True repentance is impossible without the admission of guilt. This fact makes the current mindset all the more troubling, as people—saved and unsaved alike—find multiple reasons why they do what they do. “I molested that child because I was abused as a child.” “I lusted after that woman because of the way she dressed.” “I visited that prostitute because my wife is cold in bed.” Understandably there are often contributing factors to people’s actions, but why has it become so wrong to say, “I’m wrong”?
I don’t know what Andrea Yates and others like her were thinking when they committed their dreadful crimes, but this I do know: there will be no insanity pleas on Judgment Day. We will be held accountable for our actions. (Romans 14:12) Without a doubt, those who claim to have experienced temporary insanity when they committed some criminal act had a long history of rebellion to God that precipitated it.
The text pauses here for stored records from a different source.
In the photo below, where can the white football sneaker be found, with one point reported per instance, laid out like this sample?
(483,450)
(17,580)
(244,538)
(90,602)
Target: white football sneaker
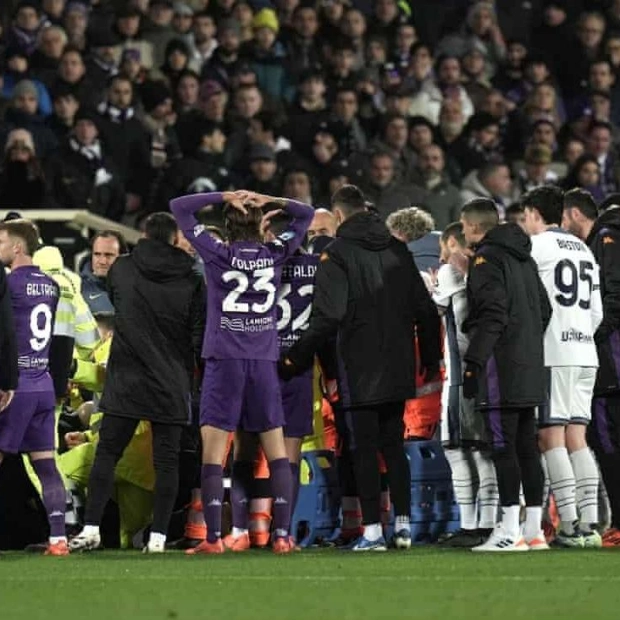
(502,541)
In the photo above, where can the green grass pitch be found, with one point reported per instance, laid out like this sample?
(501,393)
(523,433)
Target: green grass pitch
(424,583)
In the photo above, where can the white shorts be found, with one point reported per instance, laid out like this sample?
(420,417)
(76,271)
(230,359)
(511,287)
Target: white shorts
(569,396)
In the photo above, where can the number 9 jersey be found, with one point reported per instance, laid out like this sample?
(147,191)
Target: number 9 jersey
(570,274)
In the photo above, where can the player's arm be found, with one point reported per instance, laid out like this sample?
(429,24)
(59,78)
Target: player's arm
(184,210)
(301,217)
(610,275)
(489,310)
(329,306)
(9,374)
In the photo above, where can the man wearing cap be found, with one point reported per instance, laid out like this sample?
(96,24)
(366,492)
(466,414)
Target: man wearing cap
(536,171)
(128,23)
(22,113)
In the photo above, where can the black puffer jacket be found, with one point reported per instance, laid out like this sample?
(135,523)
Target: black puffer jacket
(159,323)
(508,313)
(369,293)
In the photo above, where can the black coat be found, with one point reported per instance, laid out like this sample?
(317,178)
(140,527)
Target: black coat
(508,313)
(369,293)
(159,324)
(604,241)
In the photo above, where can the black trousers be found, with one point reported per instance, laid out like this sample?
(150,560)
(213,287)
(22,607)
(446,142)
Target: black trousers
(604,439)
(114,436)
(514,449)
(372,430)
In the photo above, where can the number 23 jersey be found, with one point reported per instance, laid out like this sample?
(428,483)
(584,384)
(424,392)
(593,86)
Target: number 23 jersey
(34,297)
(570,274)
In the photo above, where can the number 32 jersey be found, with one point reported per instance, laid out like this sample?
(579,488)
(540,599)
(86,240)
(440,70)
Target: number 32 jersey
(34,297)
(570,274)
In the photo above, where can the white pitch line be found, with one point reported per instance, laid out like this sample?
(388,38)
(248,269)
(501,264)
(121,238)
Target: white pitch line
(122,575)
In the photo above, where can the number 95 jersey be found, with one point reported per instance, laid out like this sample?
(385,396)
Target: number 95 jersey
(570,274)
(34,297)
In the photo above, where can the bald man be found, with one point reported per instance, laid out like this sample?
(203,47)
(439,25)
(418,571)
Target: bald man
(323,224)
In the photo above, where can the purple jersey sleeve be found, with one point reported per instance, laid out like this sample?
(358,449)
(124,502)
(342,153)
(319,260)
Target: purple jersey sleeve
(184,210)
(288,242)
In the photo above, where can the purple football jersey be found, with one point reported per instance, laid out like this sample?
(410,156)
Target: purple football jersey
(34,297)
(295,298)
(242,281)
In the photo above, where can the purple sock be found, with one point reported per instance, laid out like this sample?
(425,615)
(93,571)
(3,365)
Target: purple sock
(53,495)
(212,497)
(295,483)
(242,477)
(281,489)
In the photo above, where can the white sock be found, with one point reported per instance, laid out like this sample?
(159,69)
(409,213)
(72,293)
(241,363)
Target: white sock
(156,538)
(402,523)
(464,484)
(373,531)
(533,521)
(91,530)
(488,493)
(510,520)
(546,483)
(587,481)
(562,481)
(56,539)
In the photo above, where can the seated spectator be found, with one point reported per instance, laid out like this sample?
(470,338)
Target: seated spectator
(18,69)
(22,114)
(25,25)
(491,181)
(384,190)
(46,58)
(106,247)
(128,30)
(62,119)
(442,199)
(83,176)
(586,174)
(22,184)
(266,54)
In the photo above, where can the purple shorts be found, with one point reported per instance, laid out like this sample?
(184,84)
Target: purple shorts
(241,394)
(28,424)
(298,405)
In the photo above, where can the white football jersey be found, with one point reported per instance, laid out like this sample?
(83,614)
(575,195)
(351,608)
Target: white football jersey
(570,274)
(450,296)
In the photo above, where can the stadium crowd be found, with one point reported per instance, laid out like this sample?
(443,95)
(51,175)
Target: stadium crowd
(443,119)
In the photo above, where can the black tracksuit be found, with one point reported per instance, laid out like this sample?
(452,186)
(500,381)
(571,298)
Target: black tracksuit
(604,431)
(508,313)
(369,294)
(159,322)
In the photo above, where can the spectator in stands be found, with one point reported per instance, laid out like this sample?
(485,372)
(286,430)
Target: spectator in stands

The fact is that we’re all rebels by nature, and the only thing that any one of us can do to find forgiveness and cleansing from sin is to repent. However, before there is repentance there must first be confession, an unequivocal acknowledgement of wrongdoing. Whenever we attempt to minimize the wrongness of our actions, rationalize our sinful behavior, or shift the blame toward someone else, we are, in essence, telling God that we are right and He is wrong. (I John 1:10)
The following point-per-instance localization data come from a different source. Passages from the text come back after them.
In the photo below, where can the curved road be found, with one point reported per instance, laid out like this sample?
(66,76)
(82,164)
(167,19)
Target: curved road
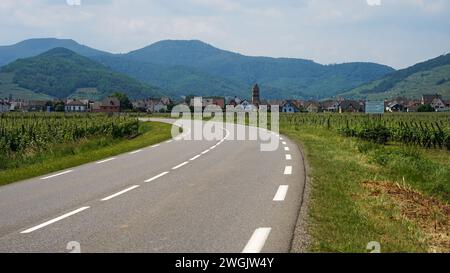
(179,196)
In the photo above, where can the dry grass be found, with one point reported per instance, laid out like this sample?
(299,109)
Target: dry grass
(429,214)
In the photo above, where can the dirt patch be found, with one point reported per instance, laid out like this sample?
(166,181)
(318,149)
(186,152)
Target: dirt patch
(431,215)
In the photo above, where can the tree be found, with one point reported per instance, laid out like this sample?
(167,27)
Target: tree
(125,103)
(426,108)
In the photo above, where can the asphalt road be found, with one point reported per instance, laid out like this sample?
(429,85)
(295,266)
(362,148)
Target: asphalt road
(179,196)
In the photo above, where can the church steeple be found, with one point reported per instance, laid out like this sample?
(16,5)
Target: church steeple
(256,100)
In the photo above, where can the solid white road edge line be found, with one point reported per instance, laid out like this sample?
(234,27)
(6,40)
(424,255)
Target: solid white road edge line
(288,170)
(156,177)
(55,175)
(257,241)
(55,220)
(120,193)
(179,166)
(106,160)
(281,193)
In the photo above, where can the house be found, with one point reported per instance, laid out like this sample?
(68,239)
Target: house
(438,104)
(210,101)
(330,106)
(428,99)
(140,105)
(313,107)
(394,107)
(76,106)
(289,107)
(5,106)
(351,106)
(246,106)
(234,102)
(108,105)
(37,106)
(412,106)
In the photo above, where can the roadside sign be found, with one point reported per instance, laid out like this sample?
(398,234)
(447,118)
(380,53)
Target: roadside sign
(374,107)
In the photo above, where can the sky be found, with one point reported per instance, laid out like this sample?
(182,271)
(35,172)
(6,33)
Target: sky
(398,33)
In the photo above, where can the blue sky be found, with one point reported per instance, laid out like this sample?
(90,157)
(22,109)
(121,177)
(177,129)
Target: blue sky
(398,33)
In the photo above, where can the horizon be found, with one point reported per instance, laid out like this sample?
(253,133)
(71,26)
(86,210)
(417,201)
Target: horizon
(204,42)
(394,33)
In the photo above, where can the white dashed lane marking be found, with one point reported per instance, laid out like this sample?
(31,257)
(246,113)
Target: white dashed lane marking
(181,165)
(120,193)
(106,160)
(54,220)
(156,177)
(288,170)
(55,175)
(281,193)
(257,241)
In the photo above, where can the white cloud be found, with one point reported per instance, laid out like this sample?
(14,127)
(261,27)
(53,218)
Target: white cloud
(398,33)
How different was David’s attitude after he was caught red-handed in the Bathsheba affair. His response was to cry out in anguish, “I have sinned against the Lord!” and to write a confession for all to see (Psalm 51).
The Bible predicts that the last days will be characterized by unprecedented evil and a stubborn refusal to repent. (Revelation 9:20, 21; 16:9, 11) Just before the first advent of Jesus Christ, John the Baptist boomed, “Repent, for the kingdom of heaven is at hand!” If that was the way to prepare for His first appearance, is there any reason to believe it should be any different for His second? As we draw ever closer to Christ’s return, I for one am determined to do my best to live in a spirit of continual repentance. The truth is that I am wrong in many ways, but by acknowledging this, I allow the Lord to make me right.
[i] “The Yates Odyssey,” Time Magazine, June 3, 2002.